# Shuttering when letting out the clutch



## 1964oldgoat (Aug 7, 2020)

I recently bought a ‘64 GTO with the M20 four speed, and when I let the clutch out - at whatever rpm - I get serious shuttering. The whole car shakes. Once she’s in gear and cruising it’s fine. What could be the cause? The guy who sold it to me said he just put in a new clutch. Could he have done something wrong? The big question is this - can the shuttering ruin the engine or tranny? If so, I’ll get it towed to a transmission shop.
Any thoughts on any of this would be helpful. Thanks!


----------



## PontiacJim (Dec 29, 2012)

Shuttering is not a good thing, just means something is not correct. It won't shutter going down the road because the clutch is engaged.

If it was a 4-speed conversion, it could simply be that the rear gear ratio is too stiff, ie highway gears found in an automatic rear end like 2.56, 2.76, 0r 3.08 gearing. You want around a 3.23 or better. Anything lower would require a lot of slipping of the clutch to get the car rolling and cause bad shuttering.

I would want to have it looked at. I don't trust people. New clutch? Just a clutch or a complete set-up?

It could be a sign that the flywheel was not surfaced when the new clutch was installed. Wrong clutch set-up. Something may have been left out or not replaced.

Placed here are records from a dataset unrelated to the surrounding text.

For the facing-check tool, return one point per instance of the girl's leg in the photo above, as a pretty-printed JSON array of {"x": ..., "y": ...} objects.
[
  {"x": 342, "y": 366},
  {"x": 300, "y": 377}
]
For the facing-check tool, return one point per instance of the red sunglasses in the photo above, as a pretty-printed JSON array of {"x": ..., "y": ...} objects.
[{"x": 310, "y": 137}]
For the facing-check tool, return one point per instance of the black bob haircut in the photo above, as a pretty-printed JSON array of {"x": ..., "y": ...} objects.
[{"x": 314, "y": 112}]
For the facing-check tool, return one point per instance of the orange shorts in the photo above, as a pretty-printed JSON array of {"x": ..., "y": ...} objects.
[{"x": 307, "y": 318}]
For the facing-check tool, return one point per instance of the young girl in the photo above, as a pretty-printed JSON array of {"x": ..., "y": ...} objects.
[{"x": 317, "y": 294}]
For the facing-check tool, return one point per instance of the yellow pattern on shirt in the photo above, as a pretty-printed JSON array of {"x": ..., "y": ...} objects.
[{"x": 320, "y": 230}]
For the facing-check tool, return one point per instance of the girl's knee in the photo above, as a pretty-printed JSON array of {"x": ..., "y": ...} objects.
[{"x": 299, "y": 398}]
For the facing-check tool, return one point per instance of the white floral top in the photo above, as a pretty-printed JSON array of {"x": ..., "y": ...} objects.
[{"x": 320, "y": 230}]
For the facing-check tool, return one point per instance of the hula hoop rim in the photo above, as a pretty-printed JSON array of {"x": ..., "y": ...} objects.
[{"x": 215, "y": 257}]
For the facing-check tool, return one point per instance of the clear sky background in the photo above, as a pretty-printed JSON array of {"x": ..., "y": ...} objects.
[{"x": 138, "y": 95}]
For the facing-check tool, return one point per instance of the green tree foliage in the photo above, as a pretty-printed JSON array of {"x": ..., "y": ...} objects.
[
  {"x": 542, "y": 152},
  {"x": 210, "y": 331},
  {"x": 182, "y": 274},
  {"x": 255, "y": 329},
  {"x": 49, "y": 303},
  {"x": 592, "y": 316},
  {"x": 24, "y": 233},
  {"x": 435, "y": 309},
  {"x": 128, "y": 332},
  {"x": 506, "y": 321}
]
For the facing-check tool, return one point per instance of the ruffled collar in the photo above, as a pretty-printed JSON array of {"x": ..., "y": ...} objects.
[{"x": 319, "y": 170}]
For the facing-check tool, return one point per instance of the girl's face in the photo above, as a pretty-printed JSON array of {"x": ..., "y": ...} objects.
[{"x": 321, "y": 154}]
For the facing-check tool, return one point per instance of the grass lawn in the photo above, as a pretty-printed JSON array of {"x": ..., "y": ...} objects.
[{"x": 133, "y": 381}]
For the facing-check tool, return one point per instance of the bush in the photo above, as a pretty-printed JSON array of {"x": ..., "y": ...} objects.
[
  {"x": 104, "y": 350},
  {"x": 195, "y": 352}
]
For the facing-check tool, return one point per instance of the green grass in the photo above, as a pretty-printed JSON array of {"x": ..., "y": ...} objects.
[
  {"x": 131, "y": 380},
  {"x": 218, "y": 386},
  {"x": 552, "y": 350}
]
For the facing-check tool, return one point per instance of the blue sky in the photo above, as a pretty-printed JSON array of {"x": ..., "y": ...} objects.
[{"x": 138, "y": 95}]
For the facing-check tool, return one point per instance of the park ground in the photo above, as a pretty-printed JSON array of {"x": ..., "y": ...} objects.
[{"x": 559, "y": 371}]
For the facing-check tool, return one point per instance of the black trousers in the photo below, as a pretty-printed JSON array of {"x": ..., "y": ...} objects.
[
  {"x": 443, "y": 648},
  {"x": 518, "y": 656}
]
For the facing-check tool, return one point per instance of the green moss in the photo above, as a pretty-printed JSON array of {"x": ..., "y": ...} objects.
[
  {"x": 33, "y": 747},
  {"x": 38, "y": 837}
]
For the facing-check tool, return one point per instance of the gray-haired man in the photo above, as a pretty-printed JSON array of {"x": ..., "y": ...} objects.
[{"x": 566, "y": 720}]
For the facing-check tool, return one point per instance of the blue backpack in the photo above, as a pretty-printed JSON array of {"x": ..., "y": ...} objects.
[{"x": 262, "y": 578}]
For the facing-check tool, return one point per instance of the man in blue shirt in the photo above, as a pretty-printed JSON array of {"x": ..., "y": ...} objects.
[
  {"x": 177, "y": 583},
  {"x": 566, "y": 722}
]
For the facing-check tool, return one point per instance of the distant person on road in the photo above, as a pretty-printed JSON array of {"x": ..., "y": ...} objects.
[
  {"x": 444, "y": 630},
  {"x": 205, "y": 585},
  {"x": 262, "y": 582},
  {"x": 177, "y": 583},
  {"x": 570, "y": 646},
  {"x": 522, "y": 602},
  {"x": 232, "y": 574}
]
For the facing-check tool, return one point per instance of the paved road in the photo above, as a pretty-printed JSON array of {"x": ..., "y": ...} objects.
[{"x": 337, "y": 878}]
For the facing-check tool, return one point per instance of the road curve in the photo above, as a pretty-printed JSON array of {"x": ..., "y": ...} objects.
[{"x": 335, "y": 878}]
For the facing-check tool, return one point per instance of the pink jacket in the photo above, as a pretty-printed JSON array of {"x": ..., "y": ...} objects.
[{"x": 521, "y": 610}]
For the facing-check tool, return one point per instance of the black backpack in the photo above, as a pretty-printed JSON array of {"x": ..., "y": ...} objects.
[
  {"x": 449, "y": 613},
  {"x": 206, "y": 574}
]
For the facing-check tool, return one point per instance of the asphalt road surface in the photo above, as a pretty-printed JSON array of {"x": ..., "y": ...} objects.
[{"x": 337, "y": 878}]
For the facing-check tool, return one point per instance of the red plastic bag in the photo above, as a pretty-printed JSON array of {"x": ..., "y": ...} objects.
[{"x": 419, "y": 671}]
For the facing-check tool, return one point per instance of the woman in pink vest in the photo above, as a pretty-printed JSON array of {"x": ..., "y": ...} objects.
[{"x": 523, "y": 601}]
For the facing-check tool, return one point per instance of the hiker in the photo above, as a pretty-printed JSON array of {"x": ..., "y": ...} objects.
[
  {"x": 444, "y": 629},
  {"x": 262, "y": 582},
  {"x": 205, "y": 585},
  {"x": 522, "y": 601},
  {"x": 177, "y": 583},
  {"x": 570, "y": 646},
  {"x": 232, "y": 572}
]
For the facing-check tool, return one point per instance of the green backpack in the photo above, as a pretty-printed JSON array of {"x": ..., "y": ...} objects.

I would think you should be able to drive it to a shop, but you will have to make that decision. If you feel more comfortable having it towed, then I would do that.


----------



## BLK69JUDGE (Jun 10, 2010)

as jim mentioned .... thats not correct since it happens in all gears

needs to be looked at .... Im afraid he did not surface the fly wheel,,, or it got oil or something on the disc...
clutch chatter will destroy a muncie,,, done it ...


----------



## 1964oldgoat (Aug 7, 2020)

Thanks a lot for the reply. I’ll get it towed to a reputable shop here and see what they can figure out. Thanks again!


----------



## 1964oldgoat (Aug 7, 2020)

BLK69JUDGE said:


> as jim mentioned .... thats not correct since it happens in all gears
> 
> needs to be looked at .... Im afraid he did not surface the fly wheel,,, or it got oil or something on the disc...
> clutch chatter will destroy a muncie,,, done it ...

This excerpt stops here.